Plasma exchange is an effective treatment for many conditions, mainly immune in nature. Exchanging patient's plasma is associated with removal of a pathological substance or substances; an example is immunoglobulin in situations of hyperviscosity or autoimmune disorders such as myasthenia gravis. The removed plasma is most commonly replaced with human albumin solution (HAS) of 4.5%. (In the USA, it is called human serum albumin and is usually 5%). Up to one-third of the exchange volume can be replaced by normal saline if the patient's starting albumin level is normal; otherwise hypotension and/or peripheral oedema may follow. HAS is used because it provides the necessary oncotic pressure with fewer allergic reactions and an impressive safety record with regard to infection transmission. In other clinical scenarios, the exchange process is required not only to remove factors implicated in the disease pathogenesis but also to replace necessary plasma constituents. In thrombotic thrombocytopenic purpura (TTP), for example, plasma exchange removes autoantibodies to the von Willebrand factor-cleaving protease, an important enzyme otherwise known as ADAMTS13, and the associated ultralarge von Willebrand factor multimers. Plasma exchange is also required to replace the missing ADAMTS13; hence fresh frozen plasma (FFP) is used as a replacement fluid for TTP. Solvent detergent plasma is the recommended replacement fluid for TTP in the UK, while in the USA this product is not currently available. Clotting factors may also require replacement during the course of plasma exchange. A therapeutic dose of FFP (10–15 ml/kg) may be included as the last replacement fluid to be infused in cases where repeated exchange with albumin has depleted clotting factors in patients at a high risk of bleeding.

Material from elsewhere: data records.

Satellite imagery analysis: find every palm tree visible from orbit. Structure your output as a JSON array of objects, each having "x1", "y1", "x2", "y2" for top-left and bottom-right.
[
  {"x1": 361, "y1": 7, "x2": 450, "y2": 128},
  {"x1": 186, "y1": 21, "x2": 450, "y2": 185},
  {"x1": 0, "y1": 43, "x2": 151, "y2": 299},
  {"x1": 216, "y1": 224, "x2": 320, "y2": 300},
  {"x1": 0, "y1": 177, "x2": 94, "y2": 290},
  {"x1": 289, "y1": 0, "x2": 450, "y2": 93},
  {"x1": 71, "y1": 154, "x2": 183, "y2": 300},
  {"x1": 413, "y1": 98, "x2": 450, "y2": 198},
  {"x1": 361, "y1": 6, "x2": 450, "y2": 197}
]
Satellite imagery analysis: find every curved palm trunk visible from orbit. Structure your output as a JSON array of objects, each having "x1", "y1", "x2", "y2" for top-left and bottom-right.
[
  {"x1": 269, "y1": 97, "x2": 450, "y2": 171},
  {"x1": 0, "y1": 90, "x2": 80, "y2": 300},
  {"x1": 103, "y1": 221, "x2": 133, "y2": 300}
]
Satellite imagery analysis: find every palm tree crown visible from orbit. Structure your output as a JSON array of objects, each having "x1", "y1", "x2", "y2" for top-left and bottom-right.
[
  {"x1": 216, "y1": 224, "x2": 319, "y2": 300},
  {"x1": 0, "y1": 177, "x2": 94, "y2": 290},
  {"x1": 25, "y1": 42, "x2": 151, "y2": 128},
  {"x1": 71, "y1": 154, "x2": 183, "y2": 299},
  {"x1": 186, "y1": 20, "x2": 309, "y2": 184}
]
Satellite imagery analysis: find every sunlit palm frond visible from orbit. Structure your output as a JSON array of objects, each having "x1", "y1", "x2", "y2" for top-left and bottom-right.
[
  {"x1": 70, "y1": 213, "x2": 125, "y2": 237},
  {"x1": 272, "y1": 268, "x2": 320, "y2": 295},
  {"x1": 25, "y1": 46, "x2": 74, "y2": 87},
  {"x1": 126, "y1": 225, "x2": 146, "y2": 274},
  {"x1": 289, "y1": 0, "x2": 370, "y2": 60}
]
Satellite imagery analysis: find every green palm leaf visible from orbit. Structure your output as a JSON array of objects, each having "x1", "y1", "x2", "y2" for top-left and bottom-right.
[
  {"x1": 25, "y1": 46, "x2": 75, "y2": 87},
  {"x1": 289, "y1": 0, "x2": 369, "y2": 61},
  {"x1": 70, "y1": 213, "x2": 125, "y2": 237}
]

Plasma exchange treatment plans include determination of the amount of plasma to be exchanged in relation to the patient's estimated plasma volume and how to space the procedures to ensure efficiency. An exchange of 1.0–1.5 of the patient's plasma volume will exchange 63–78% of their plasma and is therapeutically effective in most situations. Larger volume exchange is associated with inconvenience, use of larger amounts of replacement fluid and brings little extra benefit (Figure 39.1) [16]. The frequency and total number of exchanges depend on the disease being treated and on the patient's response. Hyperviscosity, TTP and Goodpasture's syndrome require daily exchanges; others may respond to a course, e.g. five exchanges over 7–10 days.

Fig 39.1 Kinetics of plasma exchange. Reproduced with permission from El-Ghariani and Unsworth [16].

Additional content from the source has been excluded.